Depuis avril 2023, le Centre de la mémoire d’Oradour-sur-Glane présente une exposition baptisée "Oradour Objets en héritage". Cette exposition réunit des objets ayant appartenu aux habitants du village avant le massacre du 10 juin 1944. Parmi les nombreux donateurs, André Désourteaux, aujourd’hui décédé, a légué l’intégralité de ses recherches et un objet qu’il conservait précieusement.
Dans les vitrines du Centre de la mémoire d’Oradour-sur-Glane, la carcasse d’un réveil, une paire de lunette, des ciseaux rouillés… Ces objets ont tous appartenus a des habitants du village, avant le massacre du 10 juin 1944. Ils ont été donnés par les familles ou des proches des anciens habitants. Dans le cadre de l’exposition "Oradour Objets en héritage", le Centre de la mémoire organise une vaste collecte d’objets. Après la disparition des derniers témoins directs du drame, ces objets ont désormais une valeur mémorielle importante.
« La boite de l’oncle Jacques »
Parmi tous ces objets, une longue boite en métal blanc se trouve exposée. Il s’agit de "la boite de l’oncle Jacques". Cet étui et son contenu, des instruments médicaux, appartenaient au médecin d’Oradour, Jacques Désourteaux."Il était parti faire un accouchement, mais l’accouchement n’était pas prêt et quand il a su qu’il y avait quelque chose à Oradour, il est revenu", raconte Suzanne Désourteaux, la veuve du médecin.
Il s’est fait tuer et cette boite était dans sa voiture.
Suzanne Désourteauxveuve d’André Désourteaux
Durant des décennies, cette boite a été soigneusement conservée par le neveu du médecin, André Désourteaux. Cet ami proche du dernier rescapé, Robert Hébras, avait perdu dix-huit membres de sa famille lors du massacre d’Oradour.
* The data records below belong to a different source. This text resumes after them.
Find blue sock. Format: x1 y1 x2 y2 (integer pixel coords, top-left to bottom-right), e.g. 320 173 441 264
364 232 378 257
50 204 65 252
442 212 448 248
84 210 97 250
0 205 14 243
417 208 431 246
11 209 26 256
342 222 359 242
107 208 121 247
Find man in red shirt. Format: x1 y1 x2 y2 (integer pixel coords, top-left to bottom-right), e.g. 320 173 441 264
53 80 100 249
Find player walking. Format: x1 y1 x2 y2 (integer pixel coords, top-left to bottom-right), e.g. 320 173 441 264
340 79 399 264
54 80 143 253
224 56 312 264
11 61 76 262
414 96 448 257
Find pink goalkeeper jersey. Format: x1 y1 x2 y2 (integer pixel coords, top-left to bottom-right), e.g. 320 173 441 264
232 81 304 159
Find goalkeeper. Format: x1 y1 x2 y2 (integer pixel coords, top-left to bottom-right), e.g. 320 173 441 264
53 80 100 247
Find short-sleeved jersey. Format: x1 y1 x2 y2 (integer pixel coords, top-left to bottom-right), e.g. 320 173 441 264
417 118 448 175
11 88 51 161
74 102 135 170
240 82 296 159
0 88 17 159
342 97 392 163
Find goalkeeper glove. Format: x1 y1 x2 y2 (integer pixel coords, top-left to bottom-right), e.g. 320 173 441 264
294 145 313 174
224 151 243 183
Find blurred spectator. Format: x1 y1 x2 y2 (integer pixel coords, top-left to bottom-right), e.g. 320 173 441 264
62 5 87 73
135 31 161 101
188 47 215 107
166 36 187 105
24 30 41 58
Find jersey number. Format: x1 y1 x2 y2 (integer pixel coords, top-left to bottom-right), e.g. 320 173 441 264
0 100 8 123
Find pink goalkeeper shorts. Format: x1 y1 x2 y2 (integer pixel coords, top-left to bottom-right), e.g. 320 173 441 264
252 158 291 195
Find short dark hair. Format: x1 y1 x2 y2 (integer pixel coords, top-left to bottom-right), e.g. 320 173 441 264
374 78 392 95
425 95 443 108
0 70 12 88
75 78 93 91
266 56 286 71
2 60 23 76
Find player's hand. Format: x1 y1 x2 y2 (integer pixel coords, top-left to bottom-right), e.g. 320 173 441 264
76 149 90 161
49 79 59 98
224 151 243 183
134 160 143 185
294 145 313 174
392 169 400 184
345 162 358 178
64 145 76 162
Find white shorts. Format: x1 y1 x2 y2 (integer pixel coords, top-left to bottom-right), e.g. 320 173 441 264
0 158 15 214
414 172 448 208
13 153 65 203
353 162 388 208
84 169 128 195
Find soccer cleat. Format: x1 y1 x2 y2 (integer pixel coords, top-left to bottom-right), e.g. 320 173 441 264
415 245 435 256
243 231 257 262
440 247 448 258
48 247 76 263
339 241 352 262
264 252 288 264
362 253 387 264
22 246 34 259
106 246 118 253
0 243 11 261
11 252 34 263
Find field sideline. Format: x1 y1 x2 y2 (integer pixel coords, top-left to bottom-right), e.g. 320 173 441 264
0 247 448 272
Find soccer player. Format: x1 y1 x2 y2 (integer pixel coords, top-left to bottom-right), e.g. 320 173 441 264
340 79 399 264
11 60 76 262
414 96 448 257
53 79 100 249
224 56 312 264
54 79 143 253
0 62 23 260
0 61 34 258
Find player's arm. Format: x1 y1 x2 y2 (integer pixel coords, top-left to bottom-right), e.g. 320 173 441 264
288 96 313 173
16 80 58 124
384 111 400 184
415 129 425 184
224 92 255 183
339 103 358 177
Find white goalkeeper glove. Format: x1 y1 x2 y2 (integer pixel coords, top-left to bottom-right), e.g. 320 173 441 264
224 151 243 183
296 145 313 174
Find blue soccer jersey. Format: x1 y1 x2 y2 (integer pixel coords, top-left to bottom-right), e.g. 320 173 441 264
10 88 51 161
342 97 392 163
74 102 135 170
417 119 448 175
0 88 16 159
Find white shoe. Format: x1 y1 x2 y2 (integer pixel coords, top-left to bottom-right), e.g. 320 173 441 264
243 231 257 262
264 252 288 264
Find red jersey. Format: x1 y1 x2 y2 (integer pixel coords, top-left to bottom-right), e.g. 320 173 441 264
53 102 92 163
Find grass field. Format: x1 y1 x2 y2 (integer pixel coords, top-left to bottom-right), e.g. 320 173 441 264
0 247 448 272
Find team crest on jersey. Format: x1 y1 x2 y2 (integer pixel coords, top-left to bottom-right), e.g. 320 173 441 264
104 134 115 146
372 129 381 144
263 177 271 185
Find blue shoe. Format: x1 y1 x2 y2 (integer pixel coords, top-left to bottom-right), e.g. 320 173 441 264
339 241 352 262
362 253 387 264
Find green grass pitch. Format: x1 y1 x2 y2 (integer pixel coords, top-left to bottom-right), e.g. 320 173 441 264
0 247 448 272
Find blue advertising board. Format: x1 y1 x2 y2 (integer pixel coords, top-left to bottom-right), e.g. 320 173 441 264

Décédé en 2023, il avait, de son vivant, choisi de confier cet objet au Centre de la mémoire afin qu’il ne tombe pas dans l’oubli. "Mon père a donné ces objets et tous ses documents, pour l’Histoire et pour les plus jeunes notamment qui viennent", explique Cécile Désourteaux, la fille d'André. "Ça peut les aider à mieux se rendre compte qu’il y avait de la vie avant le massacre."
C’est ce qu’il faut mettre en avant pour montrer qu’Oradour a réellement existé.
Cécile Désourteauxfille d’André Désourteaux
Une base de données sur les habitants d’Oradour
Il y a une dizaine d’années, André Désourteaux avait également fait au Centre de la mémoire un autre don très important : l’intégralité des recherches qu’il avait effectuées dans les années 60 et 70 sur les habitants du village martyr. "Il faisait ces recherches tout seul, après son travail, il allait aux archives départementales", indique Sandra Gibouin, documentaliste au centre de la mémoire d'Oradour-sur-Glane.
Grâce à lui, on a eu une base de données sur les victimes du massacre d’Oradour.
Sandra Gibouindocumentaliste au centre de la mémoire d’Oradour-sur-Glane
Ces centaines de pages, de documents et de photos retracent l’identité des victimes, leur lieu de naissance, leur adresse dans le village, leur métier. L’intégralité de ces documents est conservée dans les archives du centre d’Oradour. "Ils ont été classés et inventoriés. Certains ont été numérisés pour éviter les manipulations. Ils sont placés dans des boites au PH neutres et stockés, à l’abri de la lumière, dans un local spécifique avec un taux d’hygrométrie et une température qui varient très faiblement", explique la documentaliste. Le seul moyen de garder le plus longtemps possible.
Cette mine d’informations est scrutée aujourd’hui par les historiens. "Cette histoire artéfactuelle nous renseigne énormément sur les circonstances du massacre, mais également sur les phénomènes de mémoire qui ont pu le suivre", rejoint Stéphane Michonneau, historien à l'université de Paris Créteil.
Il s’est développé depuis quelques années tout un courant de recherche autour de l’histoire des objets.
Stéphane Michonneauhistorien à l’Université Paris Est Créteil
Une valeur mémorielle que le Centre de la mémoire d’Oradour souhaite transmettre. La collecte de ces objets se poursuit.